Caselle: Mauro Esposito espulso dal PD


Il testimone di giustizia nel processo San Michele, da iscritto al partito, paga la sua candidatura alle elezioni di giugno nella lista Ricominciamo per Caselle, concorrente a quella di Baracco, appoggiata invece dal circolo locale dei democratici. Con lui via anche altri 7 militanti. Esposito: “Una decisione imbarazzante”.

di G. D’A.

Caselle – Epilogo amaro per l’imprenditore Mauro Esposito, diventato simbolo dell’antimafia torinese, che tra guai giudiziari e problematiche varie deve annoverare anche l’espulsione dal Partito Democratico, al quale è tesserato da tempo. Il motivo è di essersi candidato alle elezioni comunali di giugno, nonostante la sua appartenenza, in una lista concorrente a quella guidata dal Sindaco uscente, e poi riconfermato, Luca Baracco, compagno di partito appoggiato dal circolo locale del PD. Un fatto, che una volta segnalato dal circolo locale ai vertici metropolitani e regionali piddini, ha aperto una procedura presso la Commissione di Garanzia, la quale dopo qualche mese di distanza ha deciso la cancellazione dall’anagrafe degli iscritti non solo di Esposito, ma anche di altri militanti PD: Morena Accardi, Adele Tirone, Antonella Bumbaca, Giuseppe Ciravolo, Pietro Bessi, Pietro Benet Pastore e Antonia Sergio.
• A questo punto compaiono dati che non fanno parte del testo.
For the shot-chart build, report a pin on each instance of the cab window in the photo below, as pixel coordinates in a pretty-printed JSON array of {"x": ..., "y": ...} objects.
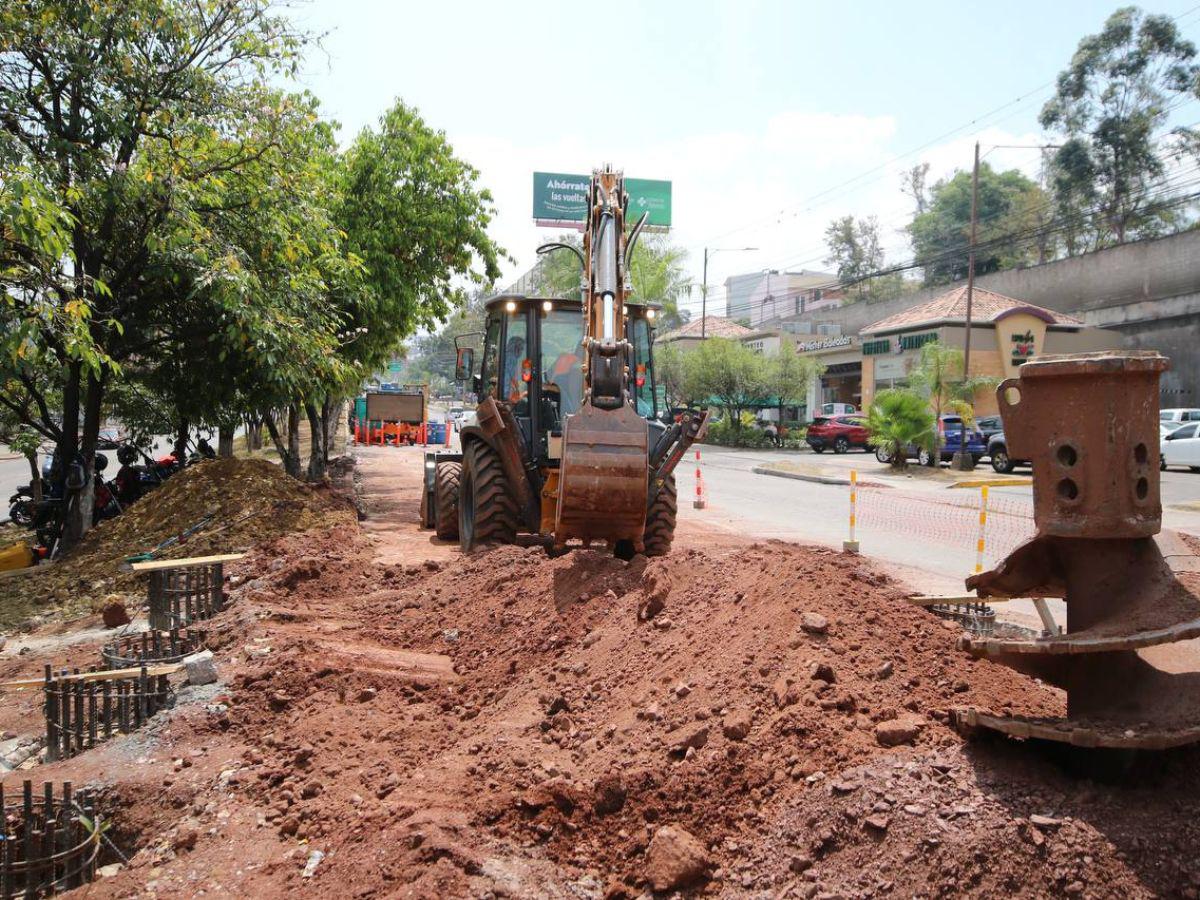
[
  {"x": 643, "y": 372},
  {"x": 491, "y": 357},
  {"x": 516, "y": 363},
  {"x": 562, "y": 359}
]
Una decisione sulla carta legittima, contenuta nel regolamento PD che prevede l’esclusione di iscritti che si candidano in liste alternative o non autorizzate dal partito, accusa contro la quale Esposito ha provato a difendersi sottolineando che l’11 giugno scorso a contrapporsi sono state due liste civiche non riportanti il simbolo di partito e quindi non riconducibili direttamente al gruppo politico dei democrats.
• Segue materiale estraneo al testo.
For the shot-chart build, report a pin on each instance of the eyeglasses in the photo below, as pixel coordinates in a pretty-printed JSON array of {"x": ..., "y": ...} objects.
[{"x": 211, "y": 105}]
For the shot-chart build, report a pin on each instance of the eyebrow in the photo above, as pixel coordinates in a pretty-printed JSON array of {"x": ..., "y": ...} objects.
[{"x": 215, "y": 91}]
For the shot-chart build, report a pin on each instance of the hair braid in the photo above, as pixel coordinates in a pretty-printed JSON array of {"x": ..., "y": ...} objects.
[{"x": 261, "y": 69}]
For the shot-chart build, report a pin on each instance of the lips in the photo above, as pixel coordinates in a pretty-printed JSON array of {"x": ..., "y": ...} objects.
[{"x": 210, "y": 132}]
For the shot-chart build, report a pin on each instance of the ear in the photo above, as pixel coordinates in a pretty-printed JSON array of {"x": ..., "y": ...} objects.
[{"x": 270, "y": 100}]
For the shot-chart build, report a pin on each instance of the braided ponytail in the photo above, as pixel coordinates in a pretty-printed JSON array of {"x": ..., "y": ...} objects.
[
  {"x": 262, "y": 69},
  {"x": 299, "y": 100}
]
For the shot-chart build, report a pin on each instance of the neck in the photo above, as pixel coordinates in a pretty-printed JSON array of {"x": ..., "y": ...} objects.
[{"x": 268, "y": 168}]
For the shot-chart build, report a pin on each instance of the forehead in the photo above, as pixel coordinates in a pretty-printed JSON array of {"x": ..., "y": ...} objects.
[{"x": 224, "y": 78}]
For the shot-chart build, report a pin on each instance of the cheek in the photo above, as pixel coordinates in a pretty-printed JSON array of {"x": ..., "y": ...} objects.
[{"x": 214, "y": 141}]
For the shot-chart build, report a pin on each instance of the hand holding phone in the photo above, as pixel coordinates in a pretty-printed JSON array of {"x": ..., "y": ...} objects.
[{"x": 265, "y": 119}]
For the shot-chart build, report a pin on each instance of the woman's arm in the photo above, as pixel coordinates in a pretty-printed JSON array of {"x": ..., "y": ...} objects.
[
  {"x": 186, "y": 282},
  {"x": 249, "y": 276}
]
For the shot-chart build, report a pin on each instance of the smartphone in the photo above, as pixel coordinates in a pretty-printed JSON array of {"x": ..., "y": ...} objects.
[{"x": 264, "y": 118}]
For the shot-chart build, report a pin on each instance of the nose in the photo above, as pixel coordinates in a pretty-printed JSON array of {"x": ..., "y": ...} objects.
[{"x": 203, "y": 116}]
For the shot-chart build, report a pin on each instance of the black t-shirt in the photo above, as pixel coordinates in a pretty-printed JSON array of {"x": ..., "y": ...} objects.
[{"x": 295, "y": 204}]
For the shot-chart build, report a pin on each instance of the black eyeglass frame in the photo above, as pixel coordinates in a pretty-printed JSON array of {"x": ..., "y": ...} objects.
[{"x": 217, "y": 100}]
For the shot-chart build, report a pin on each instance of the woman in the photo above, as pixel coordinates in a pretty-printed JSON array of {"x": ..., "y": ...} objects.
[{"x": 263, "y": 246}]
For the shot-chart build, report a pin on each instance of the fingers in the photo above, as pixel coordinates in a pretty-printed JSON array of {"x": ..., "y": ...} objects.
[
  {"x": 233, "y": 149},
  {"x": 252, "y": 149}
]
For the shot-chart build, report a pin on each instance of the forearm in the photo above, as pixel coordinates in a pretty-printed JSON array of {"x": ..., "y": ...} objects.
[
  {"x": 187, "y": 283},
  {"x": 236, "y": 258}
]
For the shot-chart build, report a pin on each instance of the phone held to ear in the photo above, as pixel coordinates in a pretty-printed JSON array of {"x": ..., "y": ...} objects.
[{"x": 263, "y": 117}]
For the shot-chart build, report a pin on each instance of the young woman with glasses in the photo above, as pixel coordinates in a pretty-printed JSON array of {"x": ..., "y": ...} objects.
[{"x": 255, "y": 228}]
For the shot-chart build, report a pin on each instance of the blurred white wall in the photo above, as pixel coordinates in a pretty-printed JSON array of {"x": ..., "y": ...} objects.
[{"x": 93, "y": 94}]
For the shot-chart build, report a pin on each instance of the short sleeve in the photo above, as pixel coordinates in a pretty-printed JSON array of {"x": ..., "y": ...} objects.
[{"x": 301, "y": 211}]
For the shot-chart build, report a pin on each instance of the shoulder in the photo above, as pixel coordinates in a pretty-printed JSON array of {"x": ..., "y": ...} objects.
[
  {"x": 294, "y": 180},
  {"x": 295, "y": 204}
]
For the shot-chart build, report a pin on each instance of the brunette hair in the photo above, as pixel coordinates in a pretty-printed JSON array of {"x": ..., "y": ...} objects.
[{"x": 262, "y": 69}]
Ritengo imbarazzante – commenta Esposito – leggere quello che c’è scritto sul provvedimento di espulsione che mi è stato sollevato. Mi chiedono i motivi perché non ho voluto candidarmi in quella lista quando io stesso più volte ho dichiarato che in quella coalizione c’erano delle persone impresentabili, riconducibili ad esponenti con alle spalle condanne penali. Un fatto inaccettabile in qualità di testimone di giustizia. Ad ogni modo non perso di fare ricorso contro questa decisione, perché se questo è il PD, che in passato a livello piemontese si è permesso anche di attaccare in procuratore Spataro, sono contento di esserne uscito“.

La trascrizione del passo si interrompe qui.